Dans le même temps, il y a une injonction gouvernementale de reprise ou de maintien du travail dans le souci légitime de limiter les effets récessifs de la pandémie, et chaque entreprise peut avoir le souci légitime d’assurer une activité minimale, sans négliger aussi l’ensemble des tâches (par exemple maintenance, gardiennage) liées aux arrêts d’activité des sites industriels, informatiques etc….

Quelles sont les modalités juridiques encadrant la reprise d’activité des entreprises dans le contexte particulier et inédit lié à la pandémie ?

 

Il convient de rappeler les impératifs de sécurité qui incombent à l’employeur et d’étudier les conditions à réunir pour permettre la reprise d’une activité des salariés, sans être menacés de l’exercice justifié de droits de retrait ou de mises en cause futures en cas de contamination grave voire létale tant de vos salariés que de leurs proches.

 

1. L’OBLIGATION LEGALE DE SECURITE DUE PAR L’EMPLOYEUR

 

1.1. En application des articles L 4121-1 et suivants du Code du travail « l’employeur doit prendre les mesures nécessaires pour assurer la sécurité et la santé physique et mentale des travailleurs. Ces mesures comprennent des actions de prévention des risques professionnels, des actions d’information et de formation, la mise en place d’une organisation et de moyens adaptés » et il doit veiller à « l’adaptation de ces mesures pour tenir compte du changement des circonstances et tendre à l’amélioration des situations existantes ».

1.2. Au visa de ces dispositions, la jurisprudence a jugé que l’employeur est redevable d’une obligation de sécurité qui conduit en cas d’accident du travail ou de maladie professionnelle à la reconnaissance de sa faute inexcusable (CCass.Soc., 28 février 2002, n°00-11793).

Par un arrêt d’espèce (CCass. Soc., 25 novembre 2015, n°14-24444), la Cour de cassation a nuancé sa position et retenu l’existence pour l’employeur, non plus d’une obligation de sécurité de résultat, mais d’une obligation de moyens renforcée et elle a jugé que l’employeur peut s’exonérer de sa responsabilité en justifiant qu’il a pris toutes les mesures nécessaires pour préserver la santé et la sécurité de ses salariés.

Cette jurisprudence de la Chambre Sociale a été consacrée par l’arrêt de la Chambre plénière du 5 avril 2019 (n°18-17442) qui a jugé que « ne méconnaît pas l’obligation légale lui imposant de prendre les mesures nécessaires pour assurer la sécurité et protéger la santé physique et mentale des travailleurs, l’employeur qui justifie avoir pris toutes les mesures prévues par les textes ».

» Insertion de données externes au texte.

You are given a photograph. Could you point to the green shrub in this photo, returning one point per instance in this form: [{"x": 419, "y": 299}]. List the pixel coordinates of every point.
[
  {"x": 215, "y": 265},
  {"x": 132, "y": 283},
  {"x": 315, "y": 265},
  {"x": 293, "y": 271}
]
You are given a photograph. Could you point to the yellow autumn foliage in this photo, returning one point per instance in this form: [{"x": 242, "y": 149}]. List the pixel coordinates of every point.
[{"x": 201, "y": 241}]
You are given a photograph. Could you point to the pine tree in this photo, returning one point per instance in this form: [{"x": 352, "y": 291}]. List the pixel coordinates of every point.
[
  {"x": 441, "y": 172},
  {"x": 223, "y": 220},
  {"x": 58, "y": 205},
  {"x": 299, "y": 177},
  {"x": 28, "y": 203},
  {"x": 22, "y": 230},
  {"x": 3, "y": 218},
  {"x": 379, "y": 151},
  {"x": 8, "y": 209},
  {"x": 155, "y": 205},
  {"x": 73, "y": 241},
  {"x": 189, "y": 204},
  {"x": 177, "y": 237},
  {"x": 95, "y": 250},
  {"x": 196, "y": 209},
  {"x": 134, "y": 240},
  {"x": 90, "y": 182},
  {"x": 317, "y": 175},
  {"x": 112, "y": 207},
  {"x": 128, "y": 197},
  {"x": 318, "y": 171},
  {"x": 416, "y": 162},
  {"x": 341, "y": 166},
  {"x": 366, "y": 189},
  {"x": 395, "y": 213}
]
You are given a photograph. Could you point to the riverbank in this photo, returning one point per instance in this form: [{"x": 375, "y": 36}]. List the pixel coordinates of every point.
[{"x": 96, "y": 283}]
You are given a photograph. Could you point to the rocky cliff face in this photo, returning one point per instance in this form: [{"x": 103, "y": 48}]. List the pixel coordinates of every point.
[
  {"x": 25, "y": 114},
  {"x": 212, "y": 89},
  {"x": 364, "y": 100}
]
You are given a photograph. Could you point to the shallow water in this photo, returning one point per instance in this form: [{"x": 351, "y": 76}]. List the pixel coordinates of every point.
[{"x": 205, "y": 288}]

Cet attendu offre à l’employeur la possibilité de s’exonérer de sa responsabilité et de combattre sa mise en cause en justifiant du respect des dispositions des articles L4121-1 et L4121-2 du Code du Travail. La Cour de Cassation précise que « les juges du fond, dans l’exercice de leur pouvoir souverain d’appréciation des éléments de fait et de preuve qui leur sont soumis, d’évaluer le comportement de l’employeur notamment la pertinence des mesures de prévention et de sécurité prises et leur adéquation au risque connu ou qu’il aurait dû connaitre ». Il y a ici une preuve à charge de l’employeur.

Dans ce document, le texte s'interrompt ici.